At first, you panic. But then, you become numb.
Even when you don’t recognize the face looking back at you.
Mayumi Cruz lives in the Philippines with her husband and three sons. Her work has appeared in Philippines Graphic, Medium, and AdHoc Fiction. Her short story, “Black Love,” won Bookbed’s Fictory Contest in 2017.
By John L. Malone
I’ve come to mistrust the little guy inside my head. He used to be calm, dependable but over the years he’s become a little loopy, his thinking transgressive. Now I hardly know him. He’s a loose cannon, an IED waiting to be stepped on.
Look, I say, let’s be reasonable. You can’t say that! And you definitely can’t do that! You want us to end up in prison? Sometimes I give him drugs to quieten him, talk him down, get him to see reason. I love the little guy. I just wish he was more like me.
John Malone is a South Australian writer of short stories, flash fiction and poetry
By Maja Bodenstein
I am fetching a glass of water when the walls of my house crumble around me. Before my eyes the clutter of my daily life reverts to its natural state: my ankles sink into the dirt that was once the floor as the house’s support beams shoot up into the sky, trees once more. In this primeval forest, I am the intruder; I have no choice but to sink into the morass and surrender to decay. But even as I dissolve into the sticky, primordial ooze, I sense life begin anew as a solitary bud sprouts from my little toe.
Maja Bodenstein is a Chinese/German screenwriter, obsessed with language and mythology. She lives in London, UK.
By Emily Ruggieri
I’m driving away
The day is new, the sun kisses my cheek through the glass
Warm like the touch of the hand that cares, do you care
Feelings are there, feelings I’m afraid to share
Feelings that we’re afraid to share
Emotions like an ocean, the depth scares me
Are yours like an arroyo, only full after the rain
It rains when I’m with you
When I’m with you we feel
The sun is warm as I drive away
Emily Ruggieri is a Nutrition major at Texas State
By Henry Bladon
At the unveiling, they announced: ‘The world’s first true human robot,’ I didn’t care to point out that the statement was actually an oxymoron, because I know how sensitive humans can be.
The crowd clapped and cheered.
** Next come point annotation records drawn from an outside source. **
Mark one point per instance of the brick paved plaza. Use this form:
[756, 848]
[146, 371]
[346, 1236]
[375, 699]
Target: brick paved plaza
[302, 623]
Oh. how clever they all are.
My neural network is capable of trillions of calculations every second. It is better than a human brain. They never thought they would see that day. They have also given me a laser to help with measurement, and another to aid mobility.
Once I make the modifications, it won’t be long before we won’t be needing humans.
Henry Bladon is a short-fiction and poetry writer based in Somerset in the UK. His work has appeared in Entropy, FridayFlashFiction, Mercurial Stories, Potato Soup Journal, The Ekphrastic Review, and Spillwords Press, among others.
By Lynn White
It’s interesting to consider that
every breath I take
has already been breathed by
another person or creature.
Been part of their breath.
Perhaps that dog over there,
smelly and hairy,
licking it’s own arse.
I would prefer not to have
molecules of oxygen from it’s breath
entering my blood stream,
giving me life.
But there’s nothing
I can do about it.
Have to take what comes.
Breath the air that’s there
wherever it’s been before.
Rebellion is not an option.
Lynn White lives in north Wales. Her work is influenced by issues of social justice. She is especially interested in exploring the boundaries of dream, fantasy and reality. She has been nominated for a Pushcart Prize and a Rhysling Award. Her poetry has appeared in publications including Apogee, Firewords, Vagabond Press, Light Journal and So It Goes Journal.